| c4アンチセンスRNA | |
|---|---|
C4アンチセンスRNAの保存された二次構造 | |
| 識別子 | |
| シンボル | c4 |
| Rfam | RF01695 |
| その他のデータ | |
| RNA型 | アンチセンス |
| ドメイン | バクテリオファージ |
| PDB構造 | PDBe |

C4アンチセンスRNAは、細菌に感染する特定のファージが用いる非コードRNAである。大腸菌のP1ファージとP7ファージで初めて同定された。[ 2 ] C4アンチセンスRNAの同定により、抗リプレッサーである ant遺伝子 の制御機構の謎が解明された。
c4アンチセンスRNAには、標的に対して相補的なa'およびb'と呼ばれる2つの領域があります(図を参照)。[ 2 ] c4アンチセンス RNAには、a1、b1、a2、b2と呼ばれる2つの標的があります。a1、b1部位はc4 RNAの上流にあり、a2、b2部位はすぐ下流にあります。ant遺伝子自体はa2、b2標的部位のすぐ下流にあります。c4アンチセンスRNAがa2、b2部位に結合すると、ant遺伝子が抑制されます。[ 2 ] a1、b1部位の機能は不明ですが、c4 RNAへの結合においてa2、b2部位と競合する可能性があることが示唆されています。[ 2 ]

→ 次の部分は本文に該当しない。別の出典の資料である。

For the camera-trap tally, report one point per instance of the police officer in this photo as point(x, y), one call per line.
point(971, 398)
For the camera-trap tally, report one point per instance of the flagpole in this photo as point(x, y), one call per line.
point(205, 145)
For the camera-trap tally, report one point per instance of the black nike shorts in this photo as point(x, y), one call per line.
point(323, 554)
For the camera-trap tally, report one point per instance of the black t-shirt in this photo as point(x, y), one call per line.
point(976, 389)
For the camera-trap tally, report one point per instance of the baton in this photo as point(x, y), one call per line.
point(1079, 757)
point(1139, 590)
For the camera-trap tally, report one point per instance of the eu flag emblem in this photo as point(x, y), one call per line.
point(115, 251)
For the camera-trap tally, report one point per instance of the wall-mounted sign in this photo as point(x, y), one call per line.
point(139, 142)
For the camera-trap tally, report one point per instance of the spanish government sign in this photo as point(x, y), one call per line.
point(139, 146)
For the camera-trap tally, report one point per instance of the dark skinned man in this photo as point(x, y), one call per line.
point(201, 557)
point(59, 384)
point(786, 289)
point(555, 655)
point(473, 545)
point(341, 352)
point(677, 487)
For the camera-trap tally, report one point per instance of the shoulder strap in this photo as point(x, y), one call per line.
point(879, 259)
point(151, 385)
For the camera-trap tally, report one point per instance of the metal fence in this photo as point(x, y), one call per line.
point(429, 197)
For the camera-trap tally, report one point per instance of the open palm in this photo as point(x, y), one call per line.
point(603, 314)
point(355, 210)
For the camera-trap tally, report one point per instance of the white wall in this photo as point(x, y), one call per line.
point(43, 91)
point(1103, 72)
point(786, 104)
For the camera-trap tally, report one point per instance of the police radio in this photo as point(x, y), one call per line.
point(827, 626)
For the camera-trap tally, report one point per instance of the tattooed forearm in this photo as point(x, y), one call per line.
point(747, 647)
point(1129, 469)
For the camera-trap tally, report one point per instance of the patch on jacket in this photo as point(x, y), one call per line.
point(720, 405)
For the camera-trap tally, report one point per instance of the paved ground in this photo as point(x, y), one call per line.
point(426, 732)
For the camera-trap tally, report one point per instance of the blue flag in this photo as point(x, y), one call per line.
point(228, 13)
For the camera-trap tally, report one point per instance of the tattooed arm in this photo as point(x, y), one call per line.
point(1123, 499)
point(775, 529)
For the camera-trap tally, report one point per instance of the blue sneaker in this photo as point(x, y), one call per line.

バイオインフォマティクス解析により、c4アンチセンスRNAの多くの相同遺伝子が発見され、それらは当初提唱されていた二次構造を保存している。 [ 1 ] これらの相同遺伝子は、他のファージの精製ファージ粒子や細菌ゲノムに存在する。P1ファージとP7ファージはテンペレート型であり、宿主ゲノムに安定的に組み込むことができるため、細菌にc4アンチセンスRNAが存在することは当然のことである。c4アンチセンスRNAは3つのステムジャンクションから構成される。「P2」と呼ばれるステムの末端は、これまでに解明された非常に安定したテトラループモチーフ、すなわちコンセンサスGNRA、UNCG、またはCUNG(RはAまたはGヌクレオチド、Nは任意のヌクレオチド)に一致することが非常に多い。[ 1 ] rho非依存性転写終結因子は、c4アンチセンスRNA構造と重複することが多い。[ 1 ] RNAは転写終結因子と重複して転写量を調節することが多いが、c4アンチセンスRNAに関する既知の情報から、その終結因子は構成的である可能性が高いことが示唆されている。その後のバイオインフォマティクス研究により、「c4-2」RNAと呼ばれる新たなRNAセットが発見された。これはc4アンチセンスRNAとして機能するように見えるが、二次構造が若干変化している。[ 3 ]
a1, b1部位に採用された保存されたRNA構造が特定され、「c4-a1b1」モチーフと名付けられました。[ 1 ] この構造は、以前に予測されたIsrKと呼ばれるRNAファミリーと重複しています。[ 4 ] IsrKは、多くのアンチセンスRNA相互作用を媒介するタンパク質であるHfqタンパク質に結合する多数のRNA分子の中で特定されました。その後のIsrKに関する研究では、その転写は増殖の定常期後期、つまり細胞が酸素またはマグネシウムのいずれかの量が少ない状態で増殖しているときに増加することが示されました。[ 5 ] この発現パターンがファージ生物学とどのように関連しているかは不明です。